The last place I felt I could be of some use was CNN's New York bureau, where I had been an intern for two months. I walked across town through the endless blare of emergency sirens. The office I walked into was virtually unrecognizable. Only a week earlier, we had released a piece looking at how it had essentially been "a no-news summer" with the disappearance of Chandra Levy saturating CNN's coverage. Now, every person was scribbling, typing, dialing, running and shouting – not in rage but so as to be heard over the accumulative noise of the newsroom.
In the face of the most traumatic news event to ever confront the bureau, it was running at maximum efficiency. For my part and I believe for others, this was a personal as much as a professional necessity. We all knew people who could be in or around the World Trade Center when the towers were struck and collapsed. The only way of dealing with our worst fears was to throw ourselves wholeheartedly into our work.
But as an intern what would my work be now? The moment I came into the view of the assignment desk, a voice called out to me, "Jonathan, deal with line number 2." On the other end of the phone was the wife of a New York fireman, struggling to contain herself. She couldn't contact her husband and the last she saw of him was in some CNN footage as he hurtled, atop a fire truck, towards the burning towers. There were several others like her who caught a glimpse of their relatives in our video and reached out to us in a desperate attempt to trace them. I fielded many of their calls, building a database of people who ultimately had suffered an awful loss or a narrow escape. In the case of the woman I first spoke to, the video proved to be the last she saw of her husband.
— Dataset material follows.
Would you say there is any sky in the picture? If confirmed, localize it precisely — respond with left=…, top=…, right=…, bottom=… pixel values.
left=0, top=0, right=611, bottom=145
The uncertainty and insecurity extended to our own staff. Communication was at a premium as the volume of calls in the city overloaded and crashed the cell phone networks. A giant white board at the center of the newsroom would chart the locations and last time of contact for all our colleagues around Ground Zero. It was an exercise that assumed an increased sense of urgency after the collapse of the towers. We breathed a collective sigh of relief as they all eventually called in.
The grim reality of what had happened became increasingly vivid as tapes flowed back into the bureau. One in particular caught the attention of everyone in the newsroom. It showed a plane slicing into one of the towers more closely and clearly than any other video. Everyone stopped what they were doing and huddled round the same monitor to view it. At the point of impact one producer standing next to me took a sharp intake of breath, her eyes welled up and she bit her lip. After pressing her eyes shut, as if to suppress the image, she returned to her work. For it was all she could do.
In the small hours of the morning before sunrise I waited outside the main newspaper depot and gathered their first reactions to the events of September 11th. All blazoned with declarations of war and tragedy I ran them back to our round-the-clock live position with a view of Ground Zero smoldering in the background.
The streets were barren and still, save for the occasional, lingering siren. The acrid stench emanating from the wreckage of Ground Zero, had begun to fill the air and would remain heavily for weeks to come. I walked back to my grandmother's apartment and lay on the bed for several hours, unable to sleep, before returning to work.